We spend so much of life attempting to control life to avoid death. We agonize over details that seem so important at the time. Which plates for this event? Do I wear nude sandals or black pumps? Do I wait 10 minutes to call them back or respond right away? Leave this job or stay another year? Our quest for the perfect, safest, smartest life falls apart when we’re faced with the reality that all of it only matters if it’s a means to connect and enjoy fully with our loved ones. And yet, the hedonistic and irrelevant details make up a life – so it’s not about abnegating ourselves from the enjoyment of things. Immediately after this event, our community reacted with an outpouring of physical, psychological, financial, materialistic support. So, it is not about the quality of the material; and it’s about the quality of attention placed on it.

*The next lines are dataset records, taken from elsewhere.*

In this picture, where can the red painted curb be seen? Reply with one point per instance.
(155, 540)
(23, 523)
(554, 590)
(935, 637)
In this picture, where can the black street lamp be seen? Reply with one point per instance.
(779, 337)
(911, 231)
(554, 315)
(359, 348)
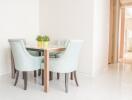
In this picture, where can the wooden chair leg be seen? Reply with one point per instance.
(17, 75)
(75, 76)
(39, 72)
(35, 73)
(71, 75)
(51, 75)
(42, 77)
(25, 80)
(66, 82)
(58, 76)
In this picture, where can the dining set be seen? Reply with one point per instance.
(60, 57)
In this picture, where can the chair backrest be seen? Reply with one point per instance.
(69, 60)
(20, 54)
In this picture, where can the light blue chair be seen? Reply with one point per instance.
(24, 62)
(68, 61)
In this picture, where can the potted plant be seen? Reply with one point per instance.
(40, 40)
(46, 40)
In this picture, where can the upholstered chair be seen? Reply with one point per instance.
(24, 61)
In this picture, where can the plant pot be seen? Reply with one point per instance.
(40, 44)
(46, 44)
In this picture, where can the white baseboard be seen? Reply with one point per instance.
(1, 74)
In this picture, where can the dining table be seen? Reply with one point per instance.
(46, 50)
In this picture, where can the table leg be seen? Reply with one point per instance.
(12, 67)
(46, 71)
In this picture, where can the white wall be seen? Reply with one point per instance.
(18, 19)
(101, 34)
(79, 19)
(72, 19)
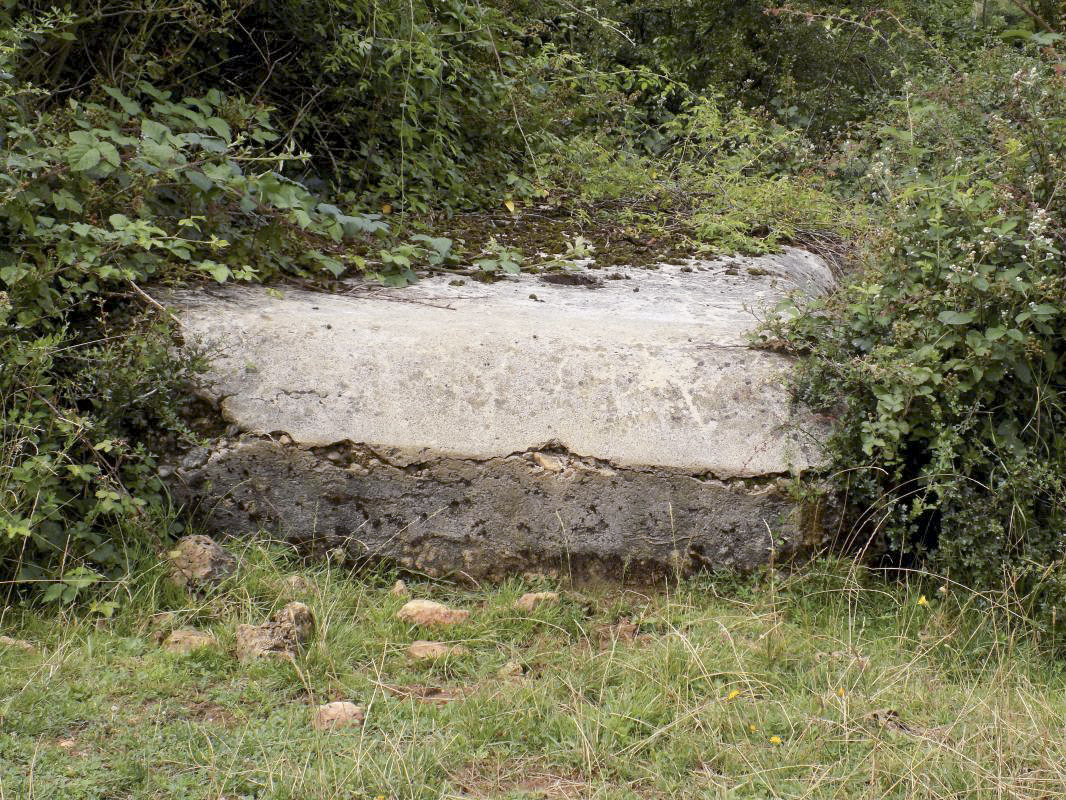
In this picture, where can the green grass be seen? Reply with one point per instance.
(822, 684)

Each moment of our life is to be loved fully. Even when we’re unhappy with the moment, each disappointment is regarded as a lesson to be learned about ourselves and how we choose to live life. There is such a fine line between living like any moment can be your last, acting impulsively off every whim, and living life respecting that each connection,  conversation, and interaction holds its meaningful weight, pleasurable or not.

When you are overcome with anxiety, pause, accept that everything is not fine, even if someone else is worse off. Acknowledge your feelings because that will help you find your way out of panic. If you can discern that at this moment, you aren’t thinking rationally, wait. Feel the feeling come up and drop. If you’re thinking in extremes, this is a clue you’re not thinking logically, and it’s not the moment to act. If you need help navigating the tumultuous feelings coming up, reach out for help. Connection is support.